His heroics, which at the time had the media referring to Spencer as Roy Hobbs in a nod to Robert Redford’s character in The Natural, helped the team heat up for their first of three consecutive World Championships. Interestingly, that first one was against his hometown team, the Padres, who he idolized growing up.
"I grew up in San Diego; I’m a Tony Gwynn fan, I went to the only World Series they ever won in ’84," Spencer said. "It’s part of my childhood. I’m a Charger/Padre fan at heart."
In fact, when he was selected by the Yankees in the 28th round of the 1990 first-year player draft, Spencer was conflicted. He grew up hating the Yankees.
"I was like ‘The Yankees? I hate the Yankees!’" he said. "I tell that story all the time, but coming up with the Yankees, you learn to love it."

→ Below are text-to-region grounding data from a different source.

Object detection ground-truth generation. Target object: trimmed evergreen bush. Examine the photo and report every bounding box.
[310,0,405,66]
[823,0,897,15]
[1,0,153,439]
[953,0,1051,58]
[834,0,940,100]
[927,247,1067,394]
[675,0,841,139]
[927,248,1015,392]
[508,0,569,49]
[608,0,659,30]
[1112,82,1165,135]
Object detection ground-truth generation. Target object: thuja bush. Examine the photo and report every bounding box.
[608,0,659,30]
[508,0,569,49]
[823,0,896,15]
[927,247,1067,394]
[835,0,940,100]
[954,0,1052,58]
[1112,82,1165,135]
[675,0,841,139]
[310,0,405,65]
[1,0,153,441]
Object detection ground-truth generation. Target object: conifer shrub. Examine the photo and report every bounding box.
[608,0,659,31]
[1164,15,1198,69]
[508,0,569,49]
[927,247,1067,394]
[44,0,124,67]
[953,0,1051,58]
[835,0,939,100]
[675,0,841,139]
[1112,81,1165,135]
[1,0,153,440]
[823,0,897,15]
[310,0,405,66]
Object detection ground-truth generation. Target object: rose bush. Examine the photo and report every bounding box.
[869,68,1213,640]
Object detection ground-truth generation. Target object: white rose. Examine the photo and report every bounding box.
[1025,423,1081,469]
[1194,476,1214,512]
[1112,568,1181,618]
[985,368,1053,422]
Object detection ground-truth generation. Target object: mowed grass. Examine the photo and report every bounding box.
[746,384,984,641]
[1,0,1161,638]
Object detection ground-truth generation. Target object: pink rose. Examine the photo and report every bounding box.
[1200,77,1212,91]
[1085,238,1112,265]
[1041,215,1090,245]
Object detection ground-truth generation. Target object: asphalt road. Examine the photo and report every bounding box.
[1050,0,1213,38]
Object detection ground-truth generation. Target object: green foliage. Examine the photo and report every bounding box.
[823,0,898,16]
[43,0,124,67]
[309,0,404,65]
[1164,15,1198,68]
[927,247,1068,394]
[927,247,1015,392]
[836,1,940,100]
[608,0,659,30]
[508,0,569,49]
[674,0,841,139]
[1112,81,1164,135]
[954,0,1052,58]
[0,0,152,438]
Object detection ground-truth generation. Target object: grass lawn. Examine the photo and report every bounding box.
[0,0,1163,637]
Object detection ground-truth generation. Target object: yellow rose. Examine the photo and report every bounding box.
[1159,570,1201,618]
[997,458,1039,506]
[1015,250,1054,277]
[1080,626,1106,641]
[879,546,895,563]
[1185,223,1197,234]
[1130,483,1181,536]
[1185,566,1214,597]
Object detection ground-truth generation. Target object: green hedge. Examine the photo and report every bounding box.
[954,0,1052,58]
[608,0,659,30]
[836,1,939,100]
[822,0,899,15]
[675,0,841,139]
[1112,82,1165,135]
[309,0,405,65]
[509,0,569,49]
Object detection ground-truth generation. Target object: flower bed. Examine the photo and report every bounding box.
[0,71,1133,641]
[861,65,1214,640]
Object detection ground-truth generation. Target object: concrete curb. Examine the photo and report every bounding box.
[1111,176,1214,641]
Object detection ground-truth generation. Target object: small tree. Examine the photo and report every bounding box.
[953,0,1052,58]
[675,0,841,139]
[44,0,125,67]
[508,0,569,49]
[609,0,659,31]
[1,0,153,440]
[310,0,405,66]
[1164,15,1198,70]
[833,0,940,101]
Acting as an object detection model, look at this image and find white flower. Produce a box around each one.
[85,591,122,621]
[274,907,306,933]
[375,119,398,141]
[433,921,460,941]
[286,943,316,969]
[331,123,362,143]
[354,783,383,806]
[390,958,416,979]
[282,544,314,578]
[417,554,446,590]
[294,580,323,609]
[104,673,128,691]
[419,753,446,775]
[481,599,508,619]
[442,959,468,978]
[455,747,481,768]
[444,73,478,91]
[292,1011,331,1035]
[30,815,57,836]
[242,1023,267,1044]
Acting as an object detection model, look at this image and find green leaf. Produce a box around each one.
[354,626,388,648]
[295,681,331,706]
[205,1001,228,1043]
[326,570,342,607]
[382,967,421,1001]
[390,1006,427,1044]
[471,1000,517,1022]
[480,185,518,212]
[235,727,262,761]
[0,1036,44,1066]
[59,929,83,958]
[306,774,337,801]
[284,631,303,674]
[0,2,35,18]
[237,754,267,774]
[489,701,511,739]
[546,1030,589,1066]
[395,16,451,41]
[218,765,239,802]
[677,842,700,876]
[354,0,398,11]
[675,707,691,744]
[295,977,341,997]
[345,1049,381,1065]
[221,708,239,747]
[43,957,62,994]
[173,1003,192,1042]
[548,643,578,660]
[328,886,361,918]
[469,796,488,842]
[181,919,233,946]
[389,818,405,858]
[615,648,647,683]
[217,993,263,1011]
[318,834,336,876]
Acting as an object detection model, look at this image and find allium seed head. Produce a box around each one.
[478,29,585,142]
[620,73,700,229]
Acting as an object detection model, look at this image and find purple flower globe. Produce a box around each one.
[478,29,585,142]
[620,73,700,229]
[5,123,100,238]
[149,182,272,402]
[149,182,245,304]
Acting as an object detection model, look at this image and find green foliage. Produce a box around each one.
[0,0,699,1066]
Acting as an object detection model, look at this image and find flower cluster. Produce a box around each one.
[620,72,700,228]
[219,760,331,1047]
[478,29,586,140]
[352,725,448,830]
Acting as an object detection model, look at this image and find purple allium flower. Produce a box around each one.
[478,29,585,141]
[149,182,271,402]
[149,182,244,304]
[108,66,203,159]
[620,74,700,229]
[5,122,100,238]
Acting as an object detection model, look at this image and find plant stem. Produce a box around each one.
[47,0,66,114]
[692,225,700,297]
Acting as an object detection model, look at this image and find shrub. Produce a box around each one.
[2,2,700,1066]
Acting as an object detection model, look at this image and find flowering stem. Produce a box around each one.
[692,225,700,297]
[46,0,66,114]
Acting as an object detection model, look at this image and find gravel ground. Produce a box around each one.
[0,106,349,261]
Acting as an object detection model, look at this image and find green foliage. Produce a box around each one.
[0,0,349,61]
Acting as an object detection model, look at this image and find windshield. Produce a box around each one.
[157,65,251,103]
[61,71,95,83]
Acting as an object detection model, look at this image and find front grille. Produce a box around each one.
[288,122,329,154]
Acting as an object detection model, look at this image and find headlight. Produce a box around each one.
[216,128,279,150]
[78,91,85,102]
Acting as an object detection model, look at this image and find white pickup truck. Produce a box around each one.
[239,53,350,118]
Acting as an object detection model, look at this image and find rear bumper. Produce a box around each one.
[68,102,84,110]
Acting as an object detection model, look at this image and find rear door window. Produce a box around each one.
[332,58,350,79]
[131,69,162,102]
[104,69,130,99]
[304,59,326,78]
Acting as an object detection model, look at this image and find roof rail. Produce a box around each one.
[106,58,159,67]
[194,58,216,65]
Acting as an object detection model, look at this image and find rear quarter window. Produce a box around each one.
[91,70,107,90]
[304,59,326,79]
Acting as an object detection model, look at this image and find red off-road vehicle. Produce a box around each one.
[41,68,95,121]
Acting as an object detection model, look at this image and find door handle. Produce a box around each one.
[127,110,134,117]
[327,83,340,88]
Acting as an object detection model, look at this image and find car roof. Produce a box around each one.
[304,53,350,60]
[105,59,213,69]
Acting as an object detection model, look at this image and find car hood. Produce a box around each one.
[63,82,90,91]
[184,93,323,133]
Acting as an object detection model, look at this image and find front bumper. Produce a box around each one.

Spencer has also learned to love his time in the Atlantic League, working with younger players and passing on hitting tips he learned from players like Paul O’Neill, his idol during his time with the Yankees.
"It’s entertaining; something new every day, and I enjoy it," he said. "I’m busy all the time but it’s a laid-back atmosphere, and I love it."
He also enjoys helping former big leaguers like first baseman Chris Marrero (the Nationals’ first-round draft pick in 2006), and Mat Gamel, also a first baseman and the Brewers’ fourth-round pick in 2005, try to make it back to The Show.
"We don’t expect him to be here long," Spencer said of Marrero, a .279 hitter in the minors for Washington through 2014.
He was right. Marrero’s contract was sold to the Chicago White Sox on June 5.
Spencer, who had a brief stint coaching in the Padres’ farm system, said he wouldn’t mind getting another crack in affiliated ball. But for now, he’s content where he is.
"I don’t know. I’m pretty tight with my manager (Brett Jodie), if he wants to go somewhere I’ll go with him," he said. "But I could see it. It’s probably got to be the right situation."